Soñé que estaba desamparado, a oscuras, sentado en el sofá de la sala, cuando el televisor resplandecía y llenaba las paredes de sombras incomprensibles. Soñé que me acercaba a él y lo veía perplejo ante la pantalla, buscando su rostro perdido entre las imágenes.

                Pero mi padre no era el de ahora; era un niño pálido, blanquísimo, inerte, casi transparente. Soñé que veía, debajo de su piel, los surcos de venas y arterias, y el corazón henchido, latiendo al compás de los destellos.

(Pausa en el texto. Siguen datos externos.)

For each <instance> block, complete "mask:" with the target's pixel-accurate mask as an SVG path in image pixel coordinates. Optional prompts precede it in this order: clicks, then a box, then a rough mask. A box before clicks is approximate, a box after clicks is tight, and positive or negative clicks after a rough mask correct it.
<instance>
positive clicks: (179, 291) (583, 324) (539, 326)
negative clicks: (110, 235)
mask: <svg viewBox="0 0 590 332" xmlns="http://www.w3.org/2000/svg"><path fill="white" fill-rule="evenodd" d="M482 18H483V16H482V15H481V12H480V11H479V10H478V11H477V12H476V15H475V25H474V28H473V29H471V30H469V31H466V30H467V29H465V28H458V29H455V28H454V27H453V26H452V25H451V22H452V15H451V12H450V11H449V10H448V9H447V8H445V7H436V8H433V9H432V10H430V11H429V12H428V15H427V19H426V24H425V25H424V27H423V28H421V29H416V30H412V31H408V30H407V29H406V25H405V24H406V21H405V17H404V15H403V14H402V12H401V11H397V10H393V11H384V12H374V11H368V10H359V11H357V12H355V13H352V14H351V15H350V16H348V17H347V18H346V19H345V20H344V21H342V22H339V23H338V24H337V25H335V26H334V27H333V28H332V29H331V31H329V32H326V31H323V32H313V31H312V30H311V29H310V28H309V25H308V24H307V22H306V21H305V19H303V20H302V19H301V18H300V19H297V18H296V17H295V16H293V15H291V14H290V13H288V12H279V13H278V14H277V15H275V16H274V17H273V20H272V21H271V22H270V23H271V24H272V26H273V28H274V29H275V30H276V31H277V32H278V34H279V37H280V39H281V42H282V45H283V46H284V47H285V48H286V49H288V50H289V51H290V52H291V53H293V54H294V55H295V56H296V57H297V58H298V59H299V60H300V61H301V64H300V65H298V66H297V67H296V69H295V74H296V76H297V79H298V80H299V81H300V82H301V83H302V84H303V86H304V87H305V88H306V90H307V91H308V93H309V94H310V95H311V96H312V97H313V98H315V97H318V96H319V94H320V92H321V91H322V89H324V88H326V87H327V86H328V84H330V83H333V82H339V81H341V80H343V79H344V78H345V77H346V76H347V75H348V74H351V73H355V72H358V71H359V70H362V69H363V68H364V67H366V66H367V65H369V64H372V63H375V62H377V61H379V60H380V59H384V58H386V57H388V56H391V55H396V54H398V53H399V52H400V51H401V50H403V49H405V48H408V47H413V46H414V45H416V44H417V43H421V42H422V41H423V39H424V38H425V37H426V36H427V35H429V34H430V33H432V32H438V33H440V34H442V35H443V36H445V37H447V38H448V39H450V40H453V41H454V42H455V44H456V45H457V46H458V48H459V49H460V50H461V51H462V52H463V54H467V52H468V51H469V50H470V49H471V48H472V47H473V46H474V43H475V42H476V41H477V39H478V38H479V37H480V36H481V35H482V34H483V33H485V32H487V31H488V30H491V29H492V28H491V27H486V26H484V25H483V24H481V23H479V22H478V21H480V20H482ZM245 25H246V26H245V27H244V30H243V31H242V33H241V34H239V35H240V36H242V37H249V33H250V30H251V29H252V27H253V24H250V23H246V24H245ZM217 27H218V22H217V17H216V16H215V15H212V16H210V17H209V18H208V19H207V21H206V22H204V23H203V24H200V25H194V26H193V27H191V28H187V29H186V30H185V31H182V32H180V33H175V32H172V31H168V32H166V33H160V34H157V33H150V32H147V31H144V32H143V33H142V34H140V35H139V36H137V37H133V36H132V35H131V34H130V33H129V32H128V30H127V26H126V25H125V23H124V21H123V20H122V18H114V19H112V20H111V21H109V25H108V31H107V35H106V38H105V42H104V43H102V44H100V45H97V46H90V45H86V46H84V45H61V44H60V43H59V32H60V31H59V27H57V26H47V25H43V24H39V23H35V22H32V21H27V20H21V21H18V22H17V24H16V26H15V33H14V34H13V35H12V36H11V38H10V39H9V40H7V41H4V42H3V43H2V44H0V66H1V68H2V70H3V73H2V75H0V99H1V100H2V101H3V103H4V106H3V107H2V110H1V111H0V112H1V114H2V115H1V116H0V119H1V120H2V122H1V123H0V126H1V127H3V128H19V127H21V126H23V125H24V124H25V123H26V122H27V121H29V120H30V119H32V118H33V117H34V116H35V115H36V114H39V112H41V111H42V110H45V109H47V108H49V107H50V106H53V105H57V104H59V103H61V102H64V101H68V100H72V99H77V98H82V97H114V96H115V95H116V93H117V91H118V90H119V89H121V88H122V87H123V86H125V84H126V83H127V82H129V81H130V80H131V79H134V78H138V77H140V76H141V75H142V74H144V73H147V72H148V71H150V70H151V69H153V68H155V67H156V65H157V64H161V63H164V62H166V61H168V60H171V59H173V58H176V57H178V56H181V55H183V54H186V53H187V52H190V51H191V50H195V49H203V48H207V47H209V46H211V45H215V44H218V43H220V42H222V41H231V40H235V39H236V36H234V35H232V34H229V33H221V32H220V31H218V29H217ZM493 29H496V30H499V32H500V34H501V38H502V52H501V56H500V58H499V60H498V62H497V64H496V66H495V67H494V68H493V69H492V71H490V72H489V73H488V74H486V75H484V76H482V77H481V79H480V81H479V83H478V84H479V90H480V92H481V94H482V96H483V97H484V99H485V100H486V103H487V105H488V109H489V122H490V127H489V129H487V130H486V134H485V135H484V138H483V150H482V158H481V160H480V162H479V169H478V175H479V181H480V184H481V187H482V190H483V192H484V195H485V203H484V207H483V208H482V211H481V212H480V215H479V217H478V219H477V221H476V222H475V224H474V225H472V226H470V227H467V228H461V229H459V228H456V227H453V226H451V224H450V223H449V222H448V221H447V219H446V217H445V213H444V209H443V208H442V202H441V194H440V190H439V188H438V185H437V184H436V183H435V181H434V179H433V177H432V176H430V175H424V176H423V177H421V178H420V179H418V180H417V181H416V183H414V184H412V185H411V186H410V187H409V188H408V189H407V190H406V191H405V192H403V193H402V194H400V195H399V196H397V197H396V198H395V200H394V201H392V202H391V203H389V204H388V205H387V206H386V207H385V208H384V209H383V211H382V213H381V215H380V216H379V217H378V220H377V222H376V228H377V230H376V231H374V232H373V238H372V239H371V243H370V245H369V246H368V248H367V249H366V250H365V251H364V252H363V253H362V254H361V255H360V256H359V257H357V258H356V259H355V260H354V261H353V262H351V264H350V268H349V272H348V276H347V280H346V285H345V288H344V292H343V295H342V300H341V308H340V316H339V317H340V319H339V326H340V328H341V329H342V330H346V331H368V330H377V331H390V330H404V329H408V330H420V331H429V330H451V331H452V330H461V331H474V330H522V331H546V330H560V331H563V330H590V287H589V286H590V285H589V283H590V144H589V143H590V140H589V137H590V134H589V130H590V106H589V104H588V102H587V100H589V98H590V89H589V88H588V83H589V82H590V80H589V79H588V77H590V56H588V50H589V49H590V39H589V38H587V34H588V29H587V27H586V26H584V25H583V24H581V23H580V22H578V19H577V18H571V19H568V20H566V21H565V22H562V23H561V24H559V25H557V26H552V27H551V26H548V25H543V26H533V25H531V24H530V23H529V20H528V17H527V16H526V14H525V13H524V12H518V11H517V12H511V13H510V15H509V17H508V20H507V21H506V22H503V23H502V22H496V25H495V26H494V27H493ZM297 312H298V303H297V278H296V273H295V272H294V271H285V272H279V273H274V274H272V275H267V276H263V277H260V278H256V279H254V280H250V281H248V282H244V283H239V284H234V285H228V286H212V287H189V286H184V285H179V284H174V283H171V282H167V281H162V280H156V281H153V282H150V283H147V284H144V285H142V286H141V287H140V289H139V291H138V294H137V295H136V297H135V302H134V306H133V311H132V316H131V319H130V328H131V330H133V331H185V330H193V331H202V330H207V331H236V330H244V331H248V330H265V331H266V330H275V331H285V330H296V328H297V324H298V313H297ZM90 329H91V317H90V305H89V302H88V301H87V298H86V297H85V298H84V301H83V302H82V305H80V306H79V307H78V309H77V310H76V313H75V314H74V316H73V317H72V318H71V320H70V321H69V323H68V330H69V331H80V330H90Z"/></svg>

                Soñé que le hablaba y me respondía balbuceante, como si recobrara las palabras de una lengua olvidada. Soñé que lo cubría con una manta tejida y temblaba entre mis manos, mientras yo me aferraba aún más a sus hombros.

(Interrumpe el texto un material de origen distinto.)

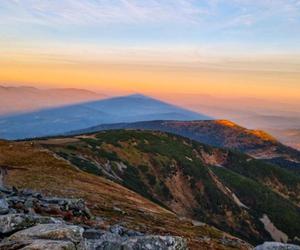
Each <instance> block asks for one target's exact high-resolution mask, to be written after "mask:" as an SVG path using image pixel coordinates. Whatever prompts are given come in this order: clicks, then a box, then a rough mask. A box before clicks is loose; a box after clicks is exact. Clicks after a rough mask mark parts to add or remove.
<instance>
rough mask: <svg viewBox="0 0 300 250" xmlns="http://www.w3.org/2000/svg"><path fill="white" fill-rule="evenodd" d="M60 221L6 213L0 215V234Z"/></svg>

                Sin embargo, se desvanecía y quedaba una mancha ilegible donde antes su cuerpo. Mi padre y el vacío, la ausencia en el aire, en el mundo; hasta que desperté y, desde la habitación contigua, me llegó el temblor constante de su respirar, la súplica confusa de un hombre que teme al olvido.

 

 

 

Destinado a la herrumbre

 

El agua se marchita,

las nubes son de metal oscuro.

La urbe edifica sus escombros,

levanta ruinas de concreto

hasta hendir el cielo.

El ruido de los motores

invade con sus acordes estridentes

la geografía del aire.

La respiración es humo seco;

las bocas nombran las palabras,

pero solo escuchamos

el lento discurrir del hastío.

Las calles son como sombras

atravesadas por luces incandescentes

y hombres sin rostro.

Las casas son este puñado de polvo,

de adobe disuelto bajo lluvia,

de asfalto quemado por los pasos

y el transitar desmedido de la ausencia.

La tierra está destinada a la herrumbre,

a la intemperie, al olvido,

al sol que urde su llama contra las cosas

y esparce cenizas al viento.

Ya nada queda aquí,

salvo el polvo que construye en el vacío,

los cimientos que se alzan

para caer de nuevo a la oscuridad.

¿Qué seremos,

dónde habitaremos el cuerpo?

¿Nos acogerá la ciudad

en sus recintos de niebla

o estaremos condenados al peregrinaje,

a trazar la senda infinita del destierro?

No lo sabremos,

ni hallaremos habitaciones

que aguarden nuestro regreso:

caminaremos sin encontrar sosiego

y fuera del tiempo,

cuando la luz nos circunde,

nuestra figura se perderá

en el horizonte

y en los despojos del silencio.

 

 

 

Teoría de las palabras

 

El peso del silencio

es el mismo que el de la tierra

suspendida en el espacio.

La luz no tiene reverso:

es eternamente una misma.

El reverso de la oscuridad,

en cambio, sí es la luz.

Después, fue la materia.

La materia se transforma

y la antimateria

se degrada a sí misma:

son en cuanto

modifican su estado.

La energía precede al impulso

y el impulso a la acción,

sin acción no hay movimiento

y la ausencia de movimiento

basta para que el silencio se haga

y el espacio perviva.

El espacio anula la gravedad

y la gravedad anula al peso:

tierra y silencio sin peso

ni luz, ni materia, ni energía

ni acción o movimiento.

Todo esto para decir

que el sonido pesa mucho

porque cuando lo oímos

existe.

De ahí que la vida

sea privilegio

de las palabras.

 

 

 

 

Destino de la flor

 

Patricia, te me niegas en todo momento.

buscas siempre excusa para mi amorío,

eludiendo vas siempre —con engaños—

las asechanzas de mi altivo corazón.

Piensas en que tal vez mañana

habrá otra oportunidad,

piensas en que yo seguiré insistiendo,

sin saber que tu destino es similar

al de la flor que pende en el jardín:

abrirse para que venga el abejorro,

goce de su polen y después caer,

marchita, estéril, sin color,

                         sobre la dura grava.